Botswana Grows Self-Sufficiency
Farming, educational programs aim at breaking the country's reliance on imported food. SOUTHERN AFRICA: THIRD-WORLD DEVELOPMENT
HOW do you feed a landlocked country that has more drought than rainfall, is only 5 percent arable, and which is politically opposed to the neighbor that supplies 75 percent of its imports? The answer for Botswana, a developing country of 1.2 million people, has traditionally been to import more than half its food, most of it purchased from or transported through South Africa. With the discovery of diamonds in Botswana during the 1970s, the country has accumulated enough foreign exchange reserves to maintain its imports for 30 months.

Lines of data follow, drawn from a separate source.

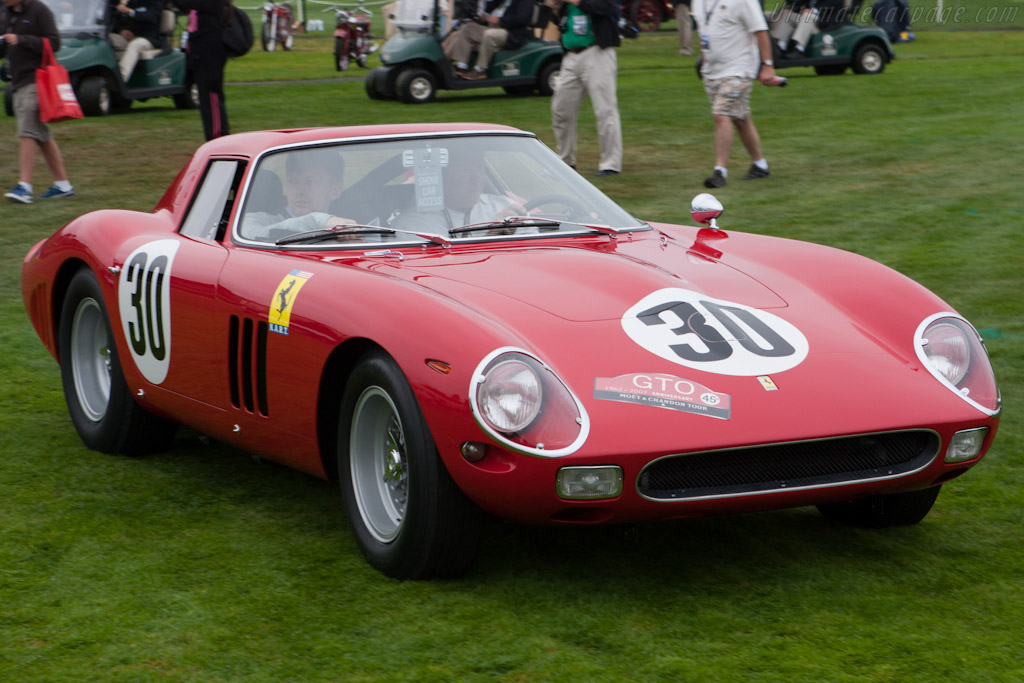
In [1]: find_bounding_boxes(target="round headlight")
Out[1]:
[924,321,971,385]
[476,358,544,434]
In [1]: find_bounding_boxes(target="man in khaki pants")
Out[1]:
[551,0,623,176]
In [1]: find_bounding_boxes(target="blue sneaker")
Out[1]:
[39,185,75,200]
[4,183,33,204]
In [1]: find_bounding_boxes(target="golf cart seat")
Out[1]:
[138,9,178,61]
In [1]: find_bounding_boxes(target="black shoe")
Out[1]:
[740,164,771,180]
[705,168,725,187]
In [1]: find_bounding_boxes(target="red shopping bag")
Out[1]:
[36,38,82,123]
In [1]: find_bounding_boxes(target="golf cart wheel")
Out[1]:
[537,61,562,97]
[814,65,846,76]
[78,76,112,116]
[334,38,348,71]
[853,43,886,74]
[362,67,388,99]
[630,0,662,33]
[395,69,437,104]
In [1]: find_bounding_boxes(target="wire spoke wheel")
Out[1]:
[349,386,409,543]
[70,298,111,422]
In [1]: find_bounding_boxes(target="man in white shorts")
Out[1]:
[690,0,777,187]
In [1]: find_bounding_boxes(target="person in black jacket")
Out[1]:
[0,0,75,204]
[174,0,233,140]
[111,0,167,83]
[445,0,534,81]
[551,0,623,176]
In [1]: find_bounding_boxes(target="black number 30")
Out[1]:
[637,301,796,362]
[125,252,167,360]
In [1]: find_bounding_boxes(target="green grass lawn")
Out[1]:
[0,22,1024,682]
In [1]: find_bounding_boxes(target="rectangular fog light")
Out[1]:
[946,427,988,463]
[555,465,623,500]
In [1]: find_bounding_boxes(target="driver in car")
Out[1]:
[242,150,355,242]
[391,152,526,234]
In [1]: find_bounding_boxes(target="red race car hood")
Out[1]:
[387,240,786,323]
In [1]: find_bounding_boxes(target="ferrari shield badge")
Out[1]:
[267,269,313,335]
[622,289,808,377]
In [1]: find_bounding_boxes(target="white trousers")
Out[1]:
[551,45,623,171]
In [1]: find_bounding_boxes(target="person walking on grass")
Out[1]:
[0,0,75,204]
[691,0,779,187]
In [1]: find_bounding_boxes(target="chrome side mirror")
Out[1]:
[690,193,725,230]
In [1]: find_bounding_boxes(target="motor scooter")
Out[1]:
[324,7,380,71]
[260,2,295,52]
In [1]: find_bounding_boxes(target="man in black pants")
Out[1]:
[175,0,232,140]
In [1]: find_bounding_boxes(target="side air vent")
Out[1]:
[227,315,269,417]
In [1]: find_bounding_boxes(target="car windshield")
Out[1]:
[43,0,109,35]
[236,134,647,248]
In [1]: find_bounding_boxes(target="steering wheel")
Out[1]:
[522,194,590,221]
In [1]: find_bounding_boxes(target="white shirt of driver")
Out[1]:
[690,0,768,79]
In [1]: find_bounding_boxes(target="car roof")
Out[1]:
[200,123,523,155]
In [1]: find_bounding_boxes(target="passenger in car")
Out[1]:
[242,148,355,242]
[391,152,526,234]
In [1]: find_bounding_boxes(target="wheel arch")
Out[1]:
[316,337,387,481]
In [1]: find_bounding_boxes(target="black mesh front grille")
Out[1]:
[637,431,939,500]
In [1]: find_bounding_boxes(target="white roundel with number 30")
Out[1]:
[622,289,808,377]
[118,240,178,384]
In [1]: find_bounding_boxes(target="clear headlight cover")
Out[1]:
[914,313,1000,415]
[469,347,590,458]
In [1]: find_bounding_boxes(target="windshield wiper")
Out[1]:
[449,216,565,236]
[449,216,625,237]
[274,224,452,249]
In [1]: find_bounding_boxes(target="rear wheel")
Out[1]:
[537,61,562,97]
[395,69,437,104]
[338,351,483,579]
[818,486,942,528]
[851,43,886,74]
[58,268,176,455]
[78,76,113,116]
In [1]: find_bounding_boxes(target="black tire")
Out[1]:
[338,351,483,580]
[537,61,562,97]
[394,69,437,104]
[850,43,886,75]
[78,76,114,116]
[818,485,942,528]
[814,65,846,76]
[57,268,177,456]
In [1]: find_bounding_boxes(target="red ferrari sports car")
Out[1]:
[23,124,1000,579]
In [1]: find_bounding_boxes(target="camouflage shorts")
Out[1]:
[705,76,754,119]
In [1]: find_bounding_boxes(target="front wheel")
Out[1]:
[818,486,942,528]
[78,76,112,116]
[338,351,483,580]
[58,268,176,455]
[395,69,437,104]
[852,43,886,74]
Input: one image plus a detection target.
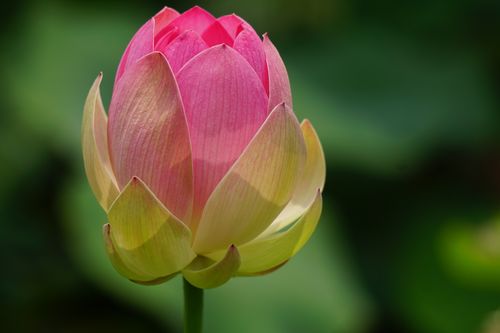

But that is exactly what Botswana doesn't want to do. Despite the odds, it seeks to feed itself.
``For me, the most critical thing is to raise income in the rural areas, to raise the level of effective demand for food, and to ensure household security,'' says Tswelopele Moremi, coordinator of the Ministry of Finance's Rural Development Unit. ``We know that most of our people in the rural areas have to spend most of their income on food.''
And that means an even greater task for women. As in most of Africa, a high percentage of the region's farmers are female.
The economic and social dynamics of Botswana have created a society in which half the country's households are headed by women, because 20,000 men are employed in the farms and mines of neighboring South Africa. In addition, with the gradual demise of traditional village culture, teen-agers (usually single) now account for 25 percent of all pregnancies.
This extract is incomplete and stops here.